Deconfinement critical point of lattice QCD with $N_{\rm f}=2$ Wilson fermions

TL;DR

This study investigates the critical point of deconfinement in lattice QCD with two Wilson fermions, analyzing how the transition weakens with decreasing quark mass and estimating the pion mass at the critical point.

Contribution

The paper provides the first estimates of the critical hopping parameter and pion mass for Nf=2 Wilson fermions across multiple lattice spacings, highlighting significant cut-off effects.

Findings

Critical pion mass estimated at approximately 4 GeV.

The first-order transition region expands as lattice spacing decreases.
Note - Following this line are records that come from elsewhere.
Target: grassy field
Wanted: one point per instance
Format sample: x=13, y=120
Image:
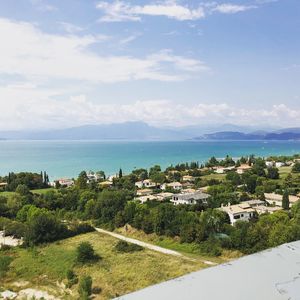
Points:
x=187, y=249
x=42, y=191
x=216, y=176
x=116, y=274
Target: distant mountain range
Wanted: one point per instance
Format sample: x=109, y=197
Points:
x=142, y=131
x=279, y=135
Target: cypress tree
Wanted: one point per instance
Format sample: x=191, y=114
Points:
x=285, y=200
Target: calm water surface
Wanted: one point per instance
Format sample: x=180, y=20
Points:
x=68, y=158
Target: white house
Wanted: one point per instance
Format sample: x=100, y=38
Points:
x=242, y=211
x=145, y=183
x=279, y=164
x=269, y=164
x=144, y=199
x=243, y=168
x=190, y=198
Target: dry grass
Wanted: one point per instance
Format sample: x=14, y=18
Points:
x=116, y=273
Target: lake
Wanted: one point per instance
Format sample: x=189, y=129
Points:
x=68, y=158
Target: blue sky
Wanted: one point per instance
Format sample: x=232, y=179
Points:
x=168, y=63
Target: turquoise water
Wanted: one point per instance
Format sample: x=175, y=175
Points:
x=68, y=158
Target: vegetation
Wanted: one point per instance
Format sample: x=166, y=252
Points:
x=51, y=220
x=124, y=247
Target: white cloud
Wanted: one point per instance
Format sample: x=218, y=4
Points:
x=34, y=107
x=228, y=8
x=43, y=6
x=29, y=52
x=117, y=11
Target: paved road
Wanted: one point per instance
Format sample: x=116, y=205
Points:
x=150, y=246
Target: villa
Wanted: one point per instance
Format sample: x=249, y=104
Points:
x=243, y=168
x=190, y=198
x=144, y=192
x=242, y=211
x=173, y=185
x=148, y=183
x=188, y=178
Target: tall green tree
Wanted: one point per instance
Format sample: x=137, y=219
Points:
x=286, y=200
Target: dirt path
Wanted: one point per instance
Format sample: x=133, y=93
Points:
x=150, y=246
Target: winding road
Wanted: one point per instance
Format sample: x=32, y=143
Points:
x=150, y=246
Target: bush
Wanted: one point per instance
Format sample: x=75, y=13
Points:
x=125, y=247
x=86, y=253
x=5, y=261
x=72, y=278
x=211, y=248
x=85, y=287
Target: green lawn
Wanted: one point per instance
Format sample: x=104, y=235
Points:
x=187, y=249
x=115, y=273
x=42, y=191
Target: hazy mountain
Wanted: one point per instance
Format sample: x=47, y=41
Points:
x=280, y=135
x=143, y=131
x=123, y=131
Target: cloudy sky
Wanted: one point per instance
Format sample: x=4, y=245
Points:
x=168, y=63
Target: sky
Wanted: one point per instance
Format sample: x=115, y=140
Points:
x=168, y=63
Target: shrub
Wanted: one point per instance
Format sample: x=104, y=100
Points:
x=72, y=278
x=5, y=261
x=86, y=253
x=85, y=287
x=125, y=247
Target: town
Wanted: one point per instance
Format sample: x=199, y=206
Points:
x=202, y=214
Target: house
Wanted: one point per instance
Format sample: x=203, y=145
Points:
x=105, y=183
x=139, y=184
x=267, y=209
x=276, y=199
x=144, y=192
x=269, y=164
x=147, y=183
x=243, y=168
x=279, y=164
x=190, y=198
x=3, y=185
x=173, y=185
x=144, y=199
x=242, y=211
x=222, y=170
x=64, y=182
x=164, y=196
x=188, y=178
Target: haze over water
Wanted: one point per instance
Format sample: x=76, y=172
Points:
x=68, y=158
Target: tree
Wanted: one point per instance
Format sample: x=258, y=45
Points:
x=296, y=167
x=85, y=287
x=85, y=252
x=120, y=173
x=22, y=189
x=82, y=180
x=273, y=173
x=286, y=200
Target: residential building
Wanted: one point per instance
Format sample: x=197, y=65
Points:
x=144, y=192
x=173, y=185
x=144, y=199
x=276, y=199
x=164, y=196
x=64, y=182
x=243, y=168
x=147, y=183
x=279, y=164
x=190, y=198
x=242, y=211
x=188, y=178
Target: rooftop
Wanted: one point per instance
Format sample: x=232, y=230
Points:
x=269, y=275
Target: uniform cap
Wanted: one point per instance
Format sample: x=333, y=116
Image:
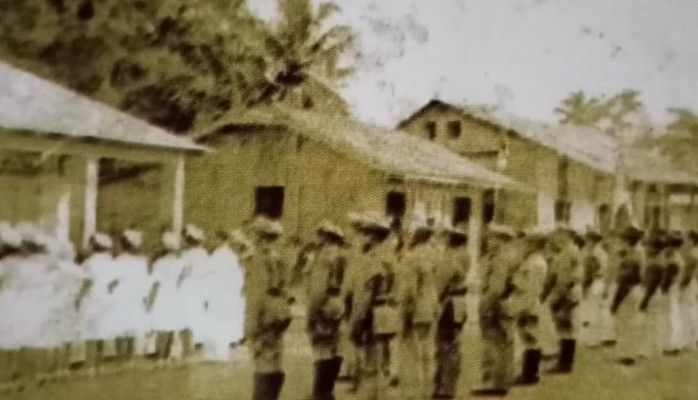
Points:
x=133, y=237
x=170, y=240
x=330, y=228
x=500, y=230
x=9, y=236
x=102, y=240
x=267, y=226
x=194, y=232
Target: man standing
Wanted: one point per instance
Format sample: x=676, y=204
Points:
x=450, y=278
x=528, y=282
x=565, y=295
x=326, y=308
x=496, y=321
x=268, y=313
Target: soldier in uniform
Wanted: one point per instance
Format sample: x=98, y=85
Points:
x=628, y=298
x=528, y=282
x=450, y=279
x=595, y=260
x=496, y=320
x=671, y=289
x=267, y=312
x=419, y=308
x=565, y=294
x=326, y=308
x=374, y=317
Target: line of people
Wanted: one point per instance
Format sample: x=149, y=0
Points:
x=60, y=313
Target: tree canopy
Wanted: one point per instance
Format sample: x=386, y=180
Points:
x=175, y=62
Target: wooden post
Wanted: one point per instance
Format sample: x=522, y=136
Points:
x=90, y=204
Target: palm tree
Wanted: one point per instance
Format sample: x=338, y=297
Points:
x=302, y=46
x=578, y=109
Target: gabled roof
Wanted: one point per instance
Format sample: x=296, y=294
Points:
x=645, y=164
x=382, y=149
x=30, y=103
x=587, y=146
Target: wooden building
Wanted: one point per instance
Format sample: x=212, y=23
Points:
x=571, y=170
x=302, y=167
x=56, y=150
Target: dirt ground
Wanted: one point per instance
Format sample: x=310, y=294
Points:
x=595, y=377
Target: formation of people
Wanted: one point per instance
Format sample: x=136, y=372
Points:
x=64, y=315
x=386, y=302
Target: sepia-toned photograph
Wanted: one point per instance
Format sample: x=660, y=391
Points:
x=348, y=199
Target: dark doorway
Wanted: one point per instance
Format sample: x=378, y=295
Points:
x=461, y=210
x=269, y=201
x=396, y=204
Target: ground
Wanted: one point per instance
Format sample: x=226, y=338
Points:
x=595, y=377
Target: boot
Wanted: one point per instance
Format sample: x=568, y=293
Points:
x=531, y=364
x=566, y=358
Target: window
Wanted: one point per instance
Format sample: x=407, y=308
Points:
x=395, y=204
x=488, y=206
x=563, y=210
x=269, y=201
x=461, y=210
x=430, y=128
x=454, y=129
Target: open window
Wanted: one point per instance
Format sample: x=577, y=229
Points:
x=269, y=201
x=396, y=204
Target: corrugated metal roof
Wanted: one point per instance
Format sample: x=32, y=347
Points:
x=648, y=165
x=30, y=103
x=390, y=151
x=585, y=145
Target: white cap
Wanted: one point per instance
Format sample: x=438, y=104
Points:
x=102, y=240
x=133, y=237
x=9, y=236
x=170, y=240
x=193, y=232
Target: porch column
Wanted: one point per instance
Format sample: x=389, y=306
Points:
x=90, y=204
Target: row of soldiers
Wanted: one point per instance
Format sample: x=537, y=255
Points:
x=61, y=312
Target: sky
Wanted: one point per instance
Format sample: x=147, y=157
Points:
x=522, y=55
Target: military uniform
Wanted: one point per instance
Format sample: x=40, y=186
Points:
x=325, y=314
x=268, y=314
x=497, y=322
x=450, y=279
x=564, y=297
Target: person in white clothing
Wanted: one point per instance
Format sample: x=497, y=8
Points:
x=130, y=294
x=165, y=298
x=96, y=301
x=195, y=294
x=226, y=306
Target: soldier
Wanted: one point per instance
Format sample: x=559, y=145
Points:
x=671, y=289
x=374, y=315
x=268, y=314
x=496, y=321
x=131, y=293
x=165, y=299
x=450, y=280
x=96, y=300
x=418, y=299
x=595, y=261
x=629, y=295
x=528, y=282
x=689, y=292
x=326, y=308
x=565, y=294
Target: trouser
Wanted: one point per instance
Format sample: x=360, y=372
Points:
x=498, y=353
x=591, y=329
x=373, y=384
x=448, y=361
x=416, y=364
x=631, y=326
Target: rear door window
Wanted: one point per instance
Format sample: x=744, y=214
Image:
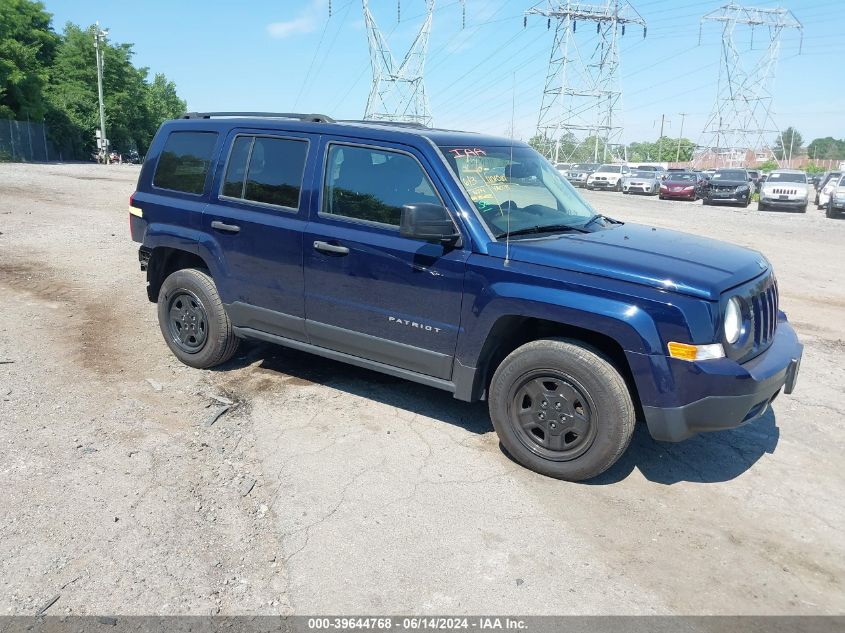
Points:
x=185, y=161
x=266, y=170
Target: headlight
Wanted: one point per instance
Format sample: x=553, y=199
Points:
x=733, y=321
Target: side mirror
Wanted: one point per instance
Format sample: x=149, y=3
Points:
x=429, y=223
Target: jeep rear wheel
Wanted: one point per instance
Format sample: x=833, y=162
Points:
x=561, y=409
x=193, y=321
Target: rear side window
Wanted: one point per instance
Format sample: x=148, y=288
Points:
x=373, y=185
x=266, y=169
x=184, y=162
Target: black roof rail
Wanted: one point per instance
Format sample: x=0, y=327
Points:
x=412, y=124
x=311, y=118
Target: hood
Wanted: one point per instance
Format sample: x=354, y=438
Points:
x=729, y=182
x=660, y=258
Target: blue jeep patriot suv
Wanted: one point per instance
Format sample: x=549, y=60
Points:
x=460, y=261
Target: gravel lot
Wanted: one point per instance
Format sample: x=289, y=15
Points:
x=327, y=488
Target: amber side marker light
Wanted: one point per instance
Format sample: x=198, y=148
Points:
x=684, y=351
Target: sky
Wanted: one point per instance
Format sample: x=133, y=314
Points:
x=291, y=56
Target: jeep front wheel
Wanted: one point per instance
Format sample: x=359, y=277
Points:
x=193, y=321
x=561, y=409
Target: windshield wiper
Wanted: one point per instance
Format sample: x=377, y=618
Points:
x=599, y=216
x=549, y=228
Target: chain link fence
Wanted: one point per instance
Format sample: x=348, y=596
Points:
x=25, y=141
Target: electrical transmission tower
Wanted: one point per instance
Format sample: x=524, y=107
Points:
x=742, y=121
x=582, y=98
x=398, y=92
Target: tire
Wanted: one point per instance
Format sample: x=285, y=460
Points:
x=596, y=413
x=193, y=320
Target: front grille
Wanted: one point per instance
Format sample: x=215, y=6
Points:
x=764, y=314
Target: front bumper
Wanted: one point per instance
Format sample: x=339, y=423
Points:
x=789, y=203
x=726, y=394
x=733, y=199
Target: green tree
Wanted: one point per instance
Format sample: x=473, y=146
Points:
x=27, y=47
x=788, y=144
x=134, y=108
x=769, y=165
x=826, y=148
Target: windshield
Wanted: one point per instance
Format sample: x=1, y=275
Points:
x=786, y=177
x=730, y=175
x=516, y=188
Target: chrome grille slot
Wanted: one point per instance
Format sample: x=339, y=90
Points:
x=760, y=297
x=764, y=313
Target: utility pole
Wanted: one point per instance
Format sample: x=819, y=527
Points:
x=100, y=35
x=660, y=140
x=680, y=136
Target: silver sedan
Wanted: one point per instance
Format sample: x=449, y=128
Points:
x=646, y=182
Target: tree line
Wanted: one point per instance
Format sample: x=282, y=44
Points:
x=788, y=144
x=51, y=77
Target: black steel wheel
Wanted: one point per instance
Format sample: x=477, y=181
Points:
x=187, y=321
x=552, y=415
x=561, y=409
x=193, y=320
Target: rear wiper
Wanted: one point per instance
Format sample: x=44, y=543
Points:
x=549, y=228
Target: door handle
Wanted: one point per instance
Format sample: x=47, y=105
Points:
x=221, y=226
x=334, y=249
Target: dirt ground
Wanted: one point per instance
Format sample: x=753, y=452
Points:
x=327, y=488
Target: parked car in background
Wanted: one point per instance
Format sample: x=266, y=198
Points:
x=579, y=172
x=685, y=185
x=386, y=248
x=642, y=181
x=659, y=170
x=728, y=186
x=836, y=202
x=825, y=179
x=823, y=196
x=608, y=177
x=785, y=189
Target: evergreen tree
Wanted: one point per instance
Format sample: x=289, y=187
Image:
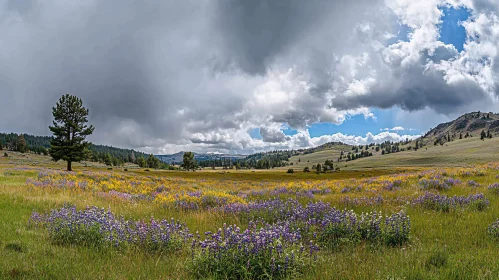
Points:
x=188, y=162
x=318, y=168
x=21, y=144
x=70, y=130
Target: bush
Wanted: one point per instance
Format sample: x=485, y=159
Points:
x=95, y=227
x=260, y=252
x=493, y=230
x=494, y=188
x=397, y=229
x=437, y=259
x=445, y=204
x=346, y=227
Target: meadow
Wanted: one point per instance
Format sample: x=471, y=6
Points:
x=94, y=223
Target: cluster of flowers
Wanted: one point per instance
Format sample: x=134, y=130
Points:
x=96, y=227
x=494, y=188
x=473, y=184
x=123, y=196
x=437, y=183
x=445, y=203
x=365, y=201
x=198, y=199
x=334, y=226
x=340, y=227
x=275, y=250
x=493, y=230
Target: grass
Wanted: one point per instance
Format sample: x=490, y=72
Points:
x=452, y=245
x=460, y=152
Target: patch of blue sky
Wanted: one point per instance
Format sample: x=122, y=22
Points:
x=402, y=35
x=360, y=126
x=451, y=29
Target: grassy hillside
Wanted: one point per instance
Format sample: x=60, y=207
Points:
x=461, y=152
x=303, y=160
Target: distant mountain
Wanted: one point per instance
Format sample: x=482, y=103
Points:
x=178, y=157
x=471, y=124
x=39, y=144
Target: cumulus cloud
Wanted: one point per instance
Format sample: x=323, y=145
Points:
x=174, y=75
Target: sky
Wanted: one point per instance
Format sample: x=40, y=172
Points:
x=237, y=76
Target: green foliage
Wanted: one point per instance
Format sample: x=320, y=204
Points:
x=21, y=144
x=437, y=259
x=76, y=234
x=188, y=162
x=318, y=168
x=70, y=130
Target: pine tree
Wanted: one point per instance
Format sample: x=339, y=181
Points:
x=189, y=162
x=21, y=144
x=70, y=130
x=319, y=168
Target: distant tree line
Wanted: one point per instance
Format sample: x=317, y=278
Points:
x=266, y=160
x=108, y=155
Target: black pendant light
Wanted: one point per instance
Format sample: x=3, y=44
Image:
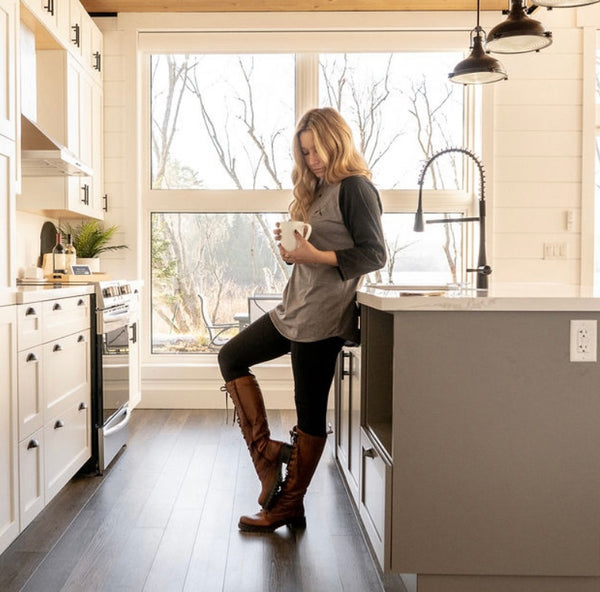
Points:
x=479, y=67
x=518, y=33
x=563, y=3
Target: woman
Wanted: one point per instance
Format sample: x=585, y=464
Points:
x=317, y=315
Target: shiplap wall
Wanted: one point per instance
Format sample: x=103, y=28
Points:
x=537, y=152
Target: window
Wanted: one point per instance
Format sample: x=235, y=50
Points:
x=219, y=174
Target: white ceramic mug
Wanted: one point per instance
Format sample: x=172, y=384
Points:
x=288, y=239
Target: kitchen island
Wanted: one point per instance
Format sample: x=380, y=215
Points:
x=480, y=440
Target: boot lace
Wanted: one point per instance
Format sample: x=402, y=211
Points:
x=224, y=390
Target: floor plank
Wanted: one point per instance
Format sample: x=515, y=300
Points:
x=163, y=518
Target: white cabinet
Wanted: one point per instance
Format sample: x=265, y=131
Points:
x=54, y=387
x=7, y=211
x=9, y=486
x=52, y=14
x=347, y=438
x=8, y=20
x=8, y=134
x=74, y=117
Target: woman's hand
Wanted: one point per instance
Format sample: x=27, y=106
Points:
x=306, y=252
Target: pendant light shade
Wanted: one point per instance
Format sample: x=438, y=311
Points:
x=518, y=33
x=479, y=67
x=563, y=3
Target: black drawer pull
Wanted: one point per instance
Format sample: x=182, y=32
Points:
x=76, y=39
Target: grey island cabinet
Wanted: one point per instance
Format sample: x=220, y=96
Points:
x=469, y=430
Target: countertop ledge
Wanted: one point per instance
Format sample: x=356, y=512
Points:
x=39, y=293
x=505, y=298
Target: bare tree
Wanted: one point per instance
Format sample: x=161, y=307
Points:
x=431, y=121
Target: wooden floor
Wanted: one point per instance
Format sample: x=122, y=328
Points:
x=164, y=518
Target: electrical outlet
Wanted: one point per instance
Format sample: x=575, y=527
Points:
x=583, y=340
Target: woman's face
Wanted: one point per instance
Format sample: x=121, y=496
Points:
x=311, y=158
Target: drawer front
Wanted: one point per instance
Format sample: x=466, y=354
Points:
x=30, y=389
x=29, y=323
x=31, y=477
x=66, y=372
x=65, y=316
x=67, y=447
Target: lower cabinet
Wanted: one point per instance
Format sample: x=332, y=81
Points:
x=31, y=477
x=347, y=414
x=376, y=498
x=9, y=476
x=67, y=444
x=365, y=466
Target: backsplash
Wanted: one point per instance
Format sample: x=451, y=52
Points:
x=27, y=240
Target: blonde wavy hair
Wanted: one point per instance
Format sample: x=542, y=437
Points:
x=336, y=149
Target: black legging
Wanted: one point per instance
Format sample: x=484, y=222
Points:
x=313, y=367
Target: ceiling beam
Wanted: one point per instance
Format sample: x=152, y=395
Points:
x=112, y=6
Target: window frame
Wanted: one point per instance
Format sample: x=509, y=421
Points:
x=307, y=45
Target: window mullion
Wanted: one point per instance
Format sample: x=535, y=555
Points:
x=307, y=82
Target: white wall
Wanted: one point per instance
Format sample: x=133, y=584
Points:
x=533, y=152
x=537, y=160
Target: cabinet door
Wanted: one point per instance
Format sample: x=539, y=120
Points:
x=30, y=391
x=78, y=32
x=67, y=372
x=53, y=14
x=31, y=477
x=9, y=486
x=29, y=321
x=8, y=68
x=67, y=446
x=96, y=49
x=7, y=214
x=65, y=316
x=348, y=417
x=97, y=150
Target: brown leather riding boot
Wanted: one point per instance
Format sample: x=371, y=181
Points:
x=288, y=507
x=267, y=455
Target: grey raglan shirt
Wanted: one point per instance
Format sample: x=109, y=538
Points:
x=319, y=300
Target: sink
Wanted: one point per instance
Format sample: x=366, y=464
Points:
x=414, y=287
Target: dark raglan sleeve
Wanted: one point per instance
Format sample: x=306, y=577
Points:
x=361, y=210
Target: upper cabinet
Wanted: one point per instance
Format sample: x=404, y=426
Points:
x=8, y=134
x=65, y=24
x=53, y=15
x=69, y=109
x=8, y=19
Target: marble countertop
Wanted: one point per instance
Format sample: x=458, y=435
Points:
x=513, y=297
x=37, y=293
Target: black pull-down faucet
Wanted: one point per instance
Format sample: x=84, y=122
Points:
x=483, y=270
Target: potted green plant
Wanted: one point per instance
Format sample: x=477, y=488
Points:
x=90, y=238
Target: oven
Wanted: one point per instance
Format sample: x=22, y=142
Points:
x=116, y=342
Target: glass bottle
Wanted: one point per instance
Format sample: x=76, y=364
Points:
x=58, y=256
x=70, y=254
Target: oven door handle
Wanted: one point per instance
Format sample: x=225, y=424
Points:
x=122, y=424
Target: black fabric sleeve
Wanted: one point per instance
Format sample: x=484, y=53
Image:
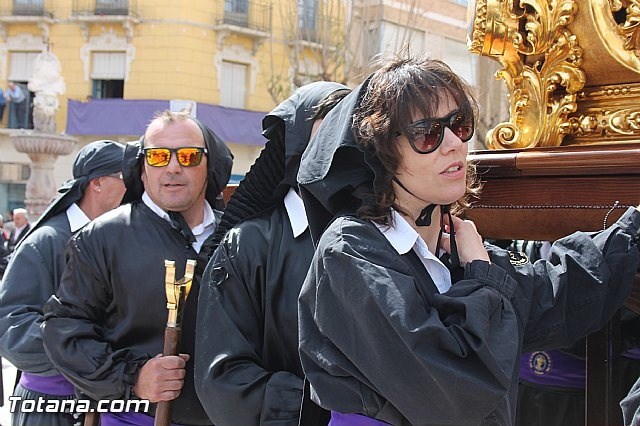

Quantitative assessment of systematic errors and fermion determinant approximations.

Abstract

The ${\rm SU}(3)$ pure gauge theory exhibits a first-order thermal deconfinement transition due to spontaneous breaking of its global $Z_3$ center symmetry. When heavy dynamical quarks are added, this symmetry is broken explicitly and the transition weakens with decreasing quark mass until it disappears at a critical point. We compute the critical hopping parameter and the associated pion mass for lattice QCD with $N_f=2$ degenerate standard Wilson fermions on $N_\tau\in\{6,8,10\}$ lattices, corresponding to lattice spacings $a=0.12\, {\rm fm}$, $a=0.09\, {\rm fm}$, $a=0.07\, {\rm fm}$, respectively. Significant cut-off effects are observed, with the first-order region growing as the lattice gets finer. While current lattices are still too coarse for a continuum extrapolation, we estimate $m_\pi^c\approx 4 {\rm GeV}$ with a remaining systematic error of $\sim 20\%$. Our results allow to assess the accuracy of the LO and NLO hopping expanded fermion determinant used in the literature for various purposes. We also provide a detailed investigation of the statistics required for this type of calculation, which is useful for similar investigations of the chiral transition.